Nell’ambito della cosiddetta “space economy” Roma ha stabilito da tempo forti legami con gli Stati Uniti ed ha attivato partenariati con India e Giappone riuscendo ad integrare scienza, economia, sicurezza e difesa.
Queste qualità possono essere ignorate da Donald Trump, un politico che intende fare più grande l’America basandosi soprattutto sul rilancio dell’economia?
Il Presidente statunitense, considerato un uomo d’affari votato prevalentemente, se non esclusivamente, al profitto, può trascurare quanto ottenere da un alleato, certamente numericamente piccolo, ma tanto intraprendente, produttivo e ingegnoso?
Avere invitato al proprio giuramento in Campidoglio Giorgia Meloni, unico leader politico europeo, ha messo in allarme tanti oppositori, suoi e del Primo ministro italiano.
Più d’una voce, guarda caso proprio di quelle abitualmente risuonanti a Davos, è arrivata già a definire l’Italia “cavallo di Troia” dell’Europa, dando per scontato che il Presidente Usa abbia dato mandato a Giorgia Meloni di sabotare l’Unione europea in cambio di privilegi concessi al nostro Paese. È la stucchevole accusa di un’Italia, ventre molle d’Europa.
È comprensibile lo sconcerto (e anche il timore) di coloro che fino a ieri insultavano Trump e che oggi lo vedono determinato a realizzare quanto promesso ai suoi elettori. Lo “spoils system” dà la possibilità al Presidente Usa di sostituire i dirigenti dell’amministrazione pubblica licenziando quelli ritenuti inappropriati al proprio governo.

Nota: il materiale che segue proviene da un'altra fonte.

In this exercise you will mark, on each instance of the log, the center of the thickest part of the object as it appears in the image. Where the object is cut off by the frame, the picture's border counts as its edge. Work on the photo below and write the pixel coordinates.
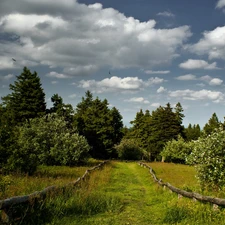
(180, 192)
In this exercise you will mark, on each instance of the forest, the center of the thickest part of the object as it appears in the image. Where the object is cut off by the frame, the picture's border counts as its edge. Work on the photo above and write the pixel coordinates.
(32, 134)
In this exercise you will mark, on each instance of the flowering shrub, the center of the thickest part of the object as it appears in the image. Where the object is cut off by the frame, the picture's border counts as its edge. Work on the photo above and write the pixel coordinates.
(208, 155)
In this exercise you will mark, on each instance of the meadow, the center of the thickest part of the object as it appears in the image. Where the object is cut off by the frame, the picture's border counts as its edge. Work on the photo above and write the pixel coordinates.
(125, 193)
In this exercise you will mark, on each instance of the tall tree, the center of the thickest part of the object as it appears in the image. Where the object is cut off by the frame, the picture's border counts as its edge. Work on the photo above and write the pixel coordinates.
(27, 99)
(212, 124)
(101, 126)
(62, 109)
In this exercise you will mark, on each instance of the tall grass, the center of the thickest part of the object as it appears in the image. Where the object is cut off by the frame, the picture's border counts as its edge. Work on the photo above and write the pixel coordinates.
(20, 184)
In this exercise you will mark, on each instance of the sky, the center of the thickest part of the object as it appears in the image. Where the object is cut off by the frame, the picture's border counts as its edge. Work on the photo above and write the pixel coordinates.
(138, 54)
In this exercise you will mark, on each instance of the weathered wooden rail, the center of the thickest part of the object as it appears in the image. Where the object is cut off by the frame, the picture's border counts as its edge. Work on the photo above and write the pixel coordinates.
(7, 205)
(180, 192)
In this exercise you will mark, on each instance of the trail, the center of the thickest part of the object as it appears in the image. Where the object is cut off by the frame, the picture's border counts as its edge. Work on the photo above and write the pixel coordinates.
(144, 202)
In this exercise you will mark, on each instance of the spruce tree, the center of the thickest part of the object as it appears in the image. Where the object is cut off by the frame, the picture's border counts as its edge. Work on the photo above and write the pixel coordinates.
(212, 124)
(27, 99)
(101, 126)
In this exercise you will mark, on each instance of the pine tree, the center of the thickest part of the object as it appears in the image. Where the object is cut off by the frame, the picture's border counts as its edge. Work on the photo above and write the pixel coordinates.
(101, 126)
(212, 124)
(27, 99)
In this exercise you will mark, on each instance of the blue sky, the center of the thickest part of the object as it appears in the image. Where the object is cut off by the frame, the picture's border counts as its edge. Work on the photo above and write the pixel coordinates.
(138, 54)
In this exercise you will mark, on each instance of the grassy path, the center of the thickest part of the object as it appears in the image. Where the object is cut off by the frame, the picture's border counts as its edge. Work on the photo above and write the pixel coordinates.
(125, 194)
(141, 200)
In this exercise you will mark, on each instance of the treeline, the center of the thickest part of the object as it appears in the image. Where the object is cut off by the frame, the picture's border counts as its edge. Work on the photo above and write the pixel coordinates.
(31, 134)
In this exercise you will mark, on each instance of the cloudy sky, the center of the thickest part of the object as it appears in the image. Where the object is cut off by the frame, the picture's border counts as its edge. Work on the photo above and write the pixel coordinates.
(136, 53)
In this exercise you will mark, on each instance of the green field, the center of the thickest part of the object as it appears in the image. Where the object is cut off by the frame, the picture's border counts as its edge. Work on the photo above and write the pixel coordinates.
(125, 193)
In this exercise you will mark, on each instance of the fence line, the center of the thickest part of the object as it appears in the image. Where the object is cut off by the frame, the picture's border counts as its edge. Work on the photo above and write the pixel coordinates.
(180, 192)
(6, 204)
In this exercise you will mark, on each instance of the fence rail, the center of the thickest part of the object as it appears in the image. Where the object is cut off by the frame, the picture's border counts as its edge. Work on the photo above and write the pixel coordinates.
(193, 195)
(7, 204)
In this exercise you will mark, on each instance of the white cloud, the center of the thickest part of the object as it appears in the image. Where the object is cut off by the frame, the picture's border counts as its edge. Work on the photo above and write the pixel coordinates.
(211, 81)
(72, 96)
(212, 44)
(198, 64)
(203, 94)
(166, 14)
(215, 82)
(220, 4)
(117, 83)
(138, 100)
(57, 75)
(157, 72)
(161, 89)
(187, 77)
(155, 105)
(80, 39)
(7, 77)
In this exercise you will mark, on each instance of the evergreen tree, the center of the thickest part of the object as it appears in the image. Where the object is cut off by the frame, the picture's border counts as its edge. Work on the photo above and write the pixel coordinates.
(101, 126)
(63, 110)
(27, 99)
(192, 132)
(212, 124)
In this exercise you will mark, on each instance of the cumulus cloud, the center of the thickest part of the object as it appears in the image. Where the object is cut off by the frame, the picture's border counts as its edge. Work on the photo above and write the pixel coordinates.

Le carriere e i privilegi di molti finiscono bruscamente. Da qui l’ansia e il timore che la “scure trampiana” s’abbatta ben oltre i confini degli Stati Uniti.
Mentre il cittadino europeo, l’uomo comune, non ha nulla da temere, per le élite occidentali ostili a Trump s’impone ora l’esigenza di serrare i ranghi ed evitare d’essere spazzate come foglie al vento.

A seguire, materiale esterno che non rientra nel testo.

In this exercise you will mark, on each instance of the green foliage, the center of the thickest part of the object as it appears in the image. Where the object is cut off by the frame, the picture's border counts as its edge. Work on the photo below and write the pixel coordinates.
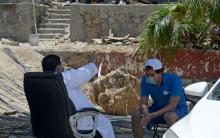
(178, 24)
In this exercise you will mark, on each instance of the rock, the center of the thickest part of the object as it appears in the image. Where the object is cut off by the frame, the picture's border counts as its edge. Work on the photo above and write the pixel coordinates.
(117, 92)
(9, 42)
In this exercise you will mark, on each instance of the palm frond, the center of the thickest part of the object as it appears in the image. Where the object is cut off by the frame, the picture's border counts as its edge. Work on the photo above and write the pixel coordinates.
(215, 12)
(196, 8)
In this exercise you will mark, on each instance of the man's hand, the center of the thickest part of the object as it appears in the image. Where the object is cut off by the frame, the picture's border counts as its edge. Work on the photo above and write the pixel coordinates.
(91, 58)
(145, 119)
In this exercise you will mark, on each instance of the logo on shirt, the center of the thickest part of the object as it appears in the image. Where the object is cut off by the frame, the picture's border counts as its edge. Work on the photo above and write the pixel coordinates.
(165, 92)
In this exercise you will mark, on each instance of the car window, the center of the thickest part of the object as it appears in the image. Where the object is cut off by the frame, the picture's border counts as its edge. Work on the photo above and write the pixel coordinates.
(215, 95)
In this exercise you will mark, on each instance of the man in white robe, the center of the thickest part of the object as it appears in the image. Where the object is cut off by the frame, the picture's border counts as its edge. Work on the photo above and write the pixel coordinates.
(73, 79)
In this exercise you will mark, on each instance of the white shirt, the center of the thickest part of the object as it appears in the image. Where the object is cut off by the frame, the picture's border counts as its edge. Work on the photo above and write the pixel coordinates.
(73, 79)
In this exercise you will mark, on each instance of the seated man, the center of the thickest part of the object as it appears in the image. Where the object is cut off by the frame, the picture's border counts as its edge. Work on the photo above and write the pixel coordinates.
(169, 104)
(73, 79)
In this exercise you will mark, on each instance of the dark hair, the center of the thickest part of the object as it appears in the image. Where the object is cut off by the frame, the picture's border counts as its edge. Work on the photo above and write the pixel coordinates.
(50, 62)
(157, 71)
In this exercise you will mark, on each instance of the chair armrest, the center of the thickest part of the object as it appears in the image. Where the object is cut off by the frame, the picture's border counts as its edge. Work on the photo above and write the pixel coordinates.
(88, 109)
(82, 113)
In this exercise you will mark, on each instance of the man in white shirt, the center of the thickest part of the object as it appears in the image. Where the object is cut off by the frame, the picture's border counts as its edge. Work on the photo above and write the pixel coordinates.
(73, 79)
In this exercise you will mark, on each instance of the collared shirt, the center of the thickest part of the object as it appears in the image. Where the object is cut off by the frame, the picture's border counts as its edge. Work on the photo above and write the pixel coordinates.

In gioco ora ci sono, sì, politici, ma anche banchieri, finanzieri, imprenditori, uomini di cultura, intellettuali e giù giù tutto quel mondo che, a vari livelli, ha partecipato alla costruzione dell’Agenda 2030.
L’inversione del potere ora è a 180 gradi. Lo scontro è epocale. Il Great Reset non deve essere fermato, ma annientato.
Ce la farà Trump? Tra due anni l’aspettano le elezioni di metà mandato che, se vinte, consolideranno la sua azione politica; in caso contrario riprenderà vigore il progetto accarezzato da pochi illuminati desiderosi di regnare su popoli artatamente resi schiavi.
Tra gli obiettivi del nuovo Governo statunitense c’è la volontà di ridare forza e fiducia ad artigiani, operai, piccoli e medi imprenditori e a tutte quelle categorie produttive strozzate dagli interessi di pochi cinici attori del mondo finanziario.
I sostenitori di Trump sono gli stessi del Governo italiano: i ceti medi e produttivi.
Ancora una volta il cambiamento passa da costoro insieme alle Forze dell’Ordine che hanno scelto di proteggere il Paese. A tenere alto il prestigio italiano sono anche migliaia di militari che, in vari teatri del mondo, mantengono la pace rischiando la vita. Dopo gli Usa il più alto numero di soldati impiegato nelle operazioni Nato è quello italiano. Si tratta di un investimento importante di risorse economiche e ancor più umane. Anche alla luce di questo primato, consolidato da anni, ci sorge una domanda.
Il pragmatismo di Trump, un imprenditore avvezzo alla contrattazione, al “do ut des” (come viene descritto), può non essere stato determinante nella scelta di riservare al Primo ministro italiano un posto in prima fila il giorno del giuramento?
L’Italia d’oggi, a differenza di altri Paesi del Vecchio Continente non ha bisogno di patenti d’atlantismo, europeismo e occidentalismo.